I got her from a breeder, her mom was a show dog...dad and Grandma are beautiful i posted pics of them on another post...sometimes it just happens.

Beautiful colors on your dog...

Enjoy her....


----------



## mbussinger166 (Sep 10, 2013)

Cute pup. I wouldn't worry too much about it. Sometimes Hans' ears were both up, sometimes they were both down, and sometimes only one was up. Those are some big ears though....love it


----------



## TotalTurtles (Dec 3, 2013)

*Different*

I guess theyre all different. My 11 week old GSD ears have been up for 2 weeks and havent fallen back down since. I guess I just got a lucky one with strong ears.
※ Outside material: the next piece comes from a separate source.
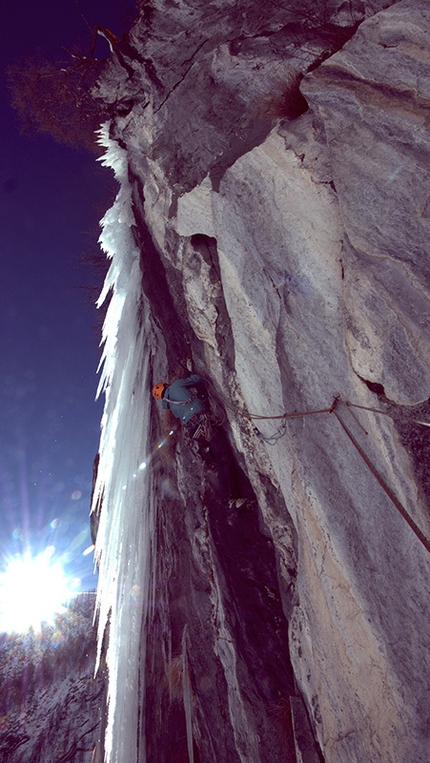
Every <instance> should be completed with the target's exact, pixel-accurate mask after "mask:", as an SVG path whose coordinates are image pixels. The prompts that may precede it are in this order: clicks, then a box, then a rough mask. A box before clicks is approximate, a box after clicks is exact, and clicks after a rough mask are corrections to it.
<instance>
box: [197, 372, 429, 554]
mask: <svg viewBox="0 0 430 763" xmlns="http://www.w3.org/2000/svg"><path fill="white" fill-rule="evenodd" d="M210 386H211V387H212V385H210ZM212 389H213V388H212ZM212 394H213V395H214V397H216V393H215V392H214V391H212ZM341 402H342V403H344V405H345V406H347V407H348V408H350V409H351V408H360V409H362V410H365V411H371V412H372V413H380V414H382V415H384V416H390V413H389V412H388V411H382V410H380V409H379V408H371V407H369V406H365V405H358V404H357V403H351V402H350V401H349V400H347V401H341V400H340V396H339V395H337V396H336V397H335V398H334V400H333V402H332V404H331V406H330V408H321V409H318V410H313V411H298V412H294V413H281V414H279V415H276V416H261V415H258V414H255V413H249V412H248V411H241V410H239V409H238V408H236V407H234V406H232V405H230V404H229V403H227V402H225V405H226V407H227V408H229V409H230V410H232V411H234V412H235V413H236V414H238V415H240V416H243V417H244V418H247V419H250V420H254V421H265V420H276V419H282V423H281V426H280V427H279V428H278V430H277V431H276V432H275V433H274V434H273V435H271V436H269V437H267V436H265V435H263V434H262V433H261V432H260V431H259V430H257V429H256V430H255V431H256V434H257V436H258V437H259V439H261V440H264V442H266V443H268V444H269V445H275V444H276V443H277V442H278V440H280V439H281V437H283V436H284V434H285V432H286V420H287V419H293V418H303V417H304V416H316V415H318V414H322V413H333V414H334V415H335V417H336V419H337V420H338V421H339V424H340V425H341V426H342V428H343V430H344V432H345V433H346V434H347V436H348V437H349V439H350V440H351V442H352V444H353V445H354V447H355V448H356V450H357V452H358V453H359V454H360V456H361V458H362V459H363V461H364V462H365V464H366V466H367V467H368V468H369V469H370V471H371V472H372V474H373V475H374V477H375V478H376V479H377V481H378V482H379V484H380V485H381V487H382V489H383V490H384V491H385V493H386V495H387V496H388V497H389V499H390V500H391V502H392V503H393V504H394V506H395V507H396V509H397V510H398V511H399V513H400V514H401V516H402V517H403V518H404V519H405V521H406V522H407V523H408V525H409V527H410V528H411V529H412V531H413V532H414V533H415V535H416V536H417V538H418V539H419V540H420V542H421V543H422V545H423V546H424V548H425V549H426V550H427V551H428V552H429V553H430V540H429V539H428V538H427V537H426V535H425V534H424V533H423V532H422V530H421V529H420V528H419V527H418V525H417V524H416V523H415V522H414V520H413V519H412V517H411V516H410V514H409V512H408V511H407V510H406V509H405V507H404V506H403V504H402V503H401V502H400V501H399V499H398V498H397V496H396V495H395V493H393V491H392V490H391V488H390V487H389V485H388V484H387V482H386V481H385V479H384V478H383V477H382V475H381V474H380V473H379V471H378V470H377V469H376V467H375V466H374V464H373V463H372V461H371V460H370V458H369V457H368V456H367V454H366V453H365V451H364V450H363V448H362V447H361V445H360V444H359V443H358V441H357V440H356V438H355V437H354V435H353V434H352V432H351V430H350V429H349V427H348V426H347V425H346V424H345V422H344V420H343V418H342V417H341V416H340V414H339V411H338V405H339V403H341ZM350 413H351V415H352V416H353V418H354V419H355V421H356V422H357V424H358V425H359V426H360V427H361V429H362V430H363V432H364V433H365V434H366V435H367V431H366V430H365V428H364V427H363V425H362V424H361V422H360V421H359V420H358V419H357V417H356V416H355V415H354V413H353V411H352V410H350ZM391 418H392V417H391ZM398 418H403V419H406V420H407V421H409V422H414V423H416V424H421V425H423V426H430V423H429V422H427V421H420V420H419V419H414V418H411V417H409V416H401V415H399V416H398Z"/></svg>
Dont worry, they'll stand anyday now


----------



## Baillif (Jun 26, 2013)

Theyll come back up


----------



## Alli.baby (Oct 19, 2013)

Ally's ears up for now at 4 months.

Sent from Petguide.com Free App


----------



## GSDlover143 (Nov 8, 2013)

Alli.baby said:


> Ally's ears up for now at 4 months.
> 
> Sent from Petguide.com Free App


They'll stay up with time: )

Sent from Petguide.com Free App


----------



## GSDlover143 (Nov 8, 2013)

XZero38 said:


> My 50+ lb six month old gsd has finished teething and her ears still aren't up. What should I do?
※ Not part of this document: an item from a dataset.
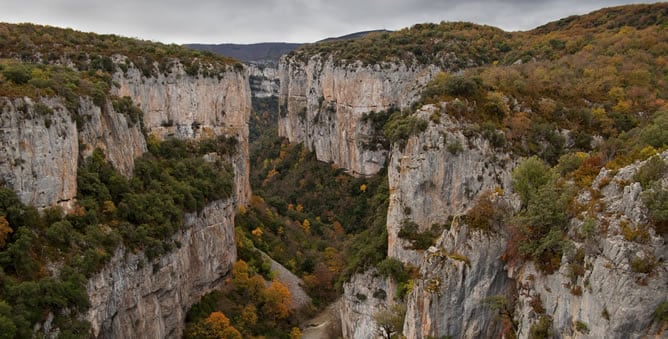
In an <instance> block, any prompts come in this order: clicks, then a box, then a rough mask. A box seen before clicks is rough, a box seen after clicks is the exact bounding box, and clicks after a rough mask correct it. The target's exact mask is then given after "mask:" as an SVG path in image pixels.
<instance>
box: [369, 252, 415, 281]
mask: <svg viewBox="0 0 668 339" xmlns="http://www.w3.org/2000/svg"><path fill="white" fill-rule="evenodd" d="M376 268H377V269H378V273H380V274H381V275H382V276H384V277H392V279H394V281H395V282H397V283H405V282H406V281H408V278H409V276H408V272H407V271H406V268H405V267H404V264H403V263H402V262H401V261H399V260H397V259H395V258H390V257H388V258H385V259H383V261H381V262H379V263H378V264H376Z"/></svg>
Give her plenty of things to chew on it helps.I'm sure they'll go back up 

Sent from Petguide.com Free App


----------



## LynnPritchard (Jan 31, 2011)

*Ears*

Adorable pup! My 5.5 mo old male has soft ears, too. Up at 4 months briefly but teething now and up and down. Per advice on Leerburg.com site, we have been taping ears, using gray pipe insulation from the hardware store and tearable paper tape + a wee bit heavier tape for the "goalposts". We take them down every few days to check, and they'll typically stay up for a while and then drop again. However, we're encouraged that this will work. He's big and has huge, heavy ears, too. He doesn't mind at all, after the first hour or so of getting used to the taping. Good luck with your pup's ears!


----------